L'ex-président burundais Pierre Buyoya, actuel haut représentant de l'Union africaine pour le Mali et le Sahel, a été condamné lundi par contumace au Burundi à la prison à perpétuité pour l'assassinat du président Melchior Ndadaye en 1993, selon la décision reçue mardi par l'AFP.
Premier président démocratiquement élu du Burundi et premier Hutu à accéder au pouvoir, Melchior Ndadaye a été assassiné en octobre 1993 lors d'un coup d'État militaire qui a entraîné le pays dans une guerre civile opposant l'armée, dominée par la minorité tutsie, à des groupes rebelles hutus. Cette guerre, qui a sévi jusqu'en 2006, a fait 300 000 morts.
M. Ndadaye avait succédé au major Buyoya, porté au pouvoir par l'armée en 1987. Il est redevenu président, à la faveur d'un nouveau coup d'État, entre 1996 et 2003, avant de remettre le pouvoir à Domitien Ndayizeye, un Hutu, en vertu d'un accord de paix signé en 2000 à Arusha, en Tanzanie. C'est ce qui a amorcé la fin de la guerre civile, six ans plus tard.
M. Buyoya est condamné pour attentat contre le chef de l'État, attentat contre l'autorité de l'État et attentat tendant à porter le massacre et la dévastation
, indique la Cour suprême dans son verdict.

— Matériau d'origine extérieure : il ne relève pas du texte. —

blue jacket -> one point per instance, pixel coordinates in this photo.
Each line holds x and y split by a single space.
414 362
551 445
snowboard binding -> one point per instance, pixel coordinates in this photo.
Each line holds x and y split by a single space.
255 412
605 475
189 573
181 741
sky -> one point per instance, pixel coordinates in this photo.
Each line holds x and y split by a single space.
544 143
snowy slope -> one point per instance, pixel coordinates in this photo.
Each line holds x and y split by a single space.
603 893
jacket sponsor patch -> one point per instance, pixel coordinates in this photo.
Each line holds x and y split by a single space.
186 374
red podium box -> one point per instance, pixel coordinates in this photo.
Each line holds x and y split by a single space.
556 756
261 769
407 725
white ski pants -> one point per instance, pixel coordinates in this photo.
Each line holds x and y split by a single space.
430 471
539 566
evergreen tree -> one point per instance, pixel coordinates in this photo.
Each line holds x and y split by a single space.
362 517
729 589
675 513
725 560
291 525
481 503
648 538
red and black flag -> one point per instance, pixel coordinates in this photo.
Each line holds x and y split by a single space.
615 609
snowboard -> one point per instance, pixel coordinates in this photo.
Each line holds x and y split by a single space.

Le texte reçu par l'AFP ne comporte que le dispositif (déclaration de culpabilité et peine) de la décision de la Cour suprême et ne précise pas le rôle attribué à M. Buyoya et à ses coaccusés dans l'assassinat de M. Ndadaye ni les éléments de preuves à l'appui de leur condamnation.
Le nom de Pierre Buyoya avait déjà été cité en lien avec cet assassinat, sans que le début d'une preuve soit apporté.
Également jugés, 18 hauts responsables militaires et civils proches de l'ancien chef de l'État ont été condamnés à la même peine, trois autres à 20 ans de prison pour complicité
des mêmes crimes et un seul, l'ancien premier ministre de transition, Antoine Nduwayo, a été acquitté.
Seuls cinq accusés, quatre hauts gradés tutsis à la retraite et un général de police en activité, Ildephonse Mushwabure, étaient présents au procès.
Tous à l'étranger, les autres, dont M. Buyoya, étaient visés depuis novembre 2018 par un mandat d'arrêt international lancé par le Burundi après l'arrestation des quatre ex-hauts gradés tutsis, accusés de figurer parmi les auteurs
de l'assassinat de M. Ndadaye.
Le verdict a été rendu lundi en l'absence des accusés et de leurs avocats, qui n'avaient pas été prévenus, a expliqué à l'AFP, sous le couvert de l'anonymat, l'un des condamnés qui ont dénoncé un procès inique et du théâtre
.
Aucun responsable burundais n'a souhaité réagir mardi et la Commission de l'Union africaine (UA) n'avait pas répondu mardi soir à un message de l'AFP sollicitant un commentaire sur cette condamnation.
En 1998, une dizaine de militaires, dont le plus haut gradé était lieutenant, avaient été condamnés dans un procès considéré comme celui des exécutants
de l'assassinat de M. Ndadaye, durant lequel aucun haut gradé n'avait été poursuivi.
Après l'émission du mandat d'arrêt le visant, M. Buyoya avait dénoncé une manipulation politique
et estimé impossible d'obtenir un jugement équitable
de la justice burundaise.
Le pays est dirigé depuis 2005 par le Cndd-FDD, parti issu de l'ancienne principale rébellion hutue, accusé de réprimer toute voix dissidente depuis une nouvelle crise politique dans laquelle est plongé le pays depuis 2015.
M. Buyoya s'était dit prêt à [se] présenter devant la Commission vérité et réconciliation
, dispositif prévu par l'accord d'Arusha pour juger les crimes commis durant les conflits cycliques entre Hutus et Tutsis depuis l'indépendance.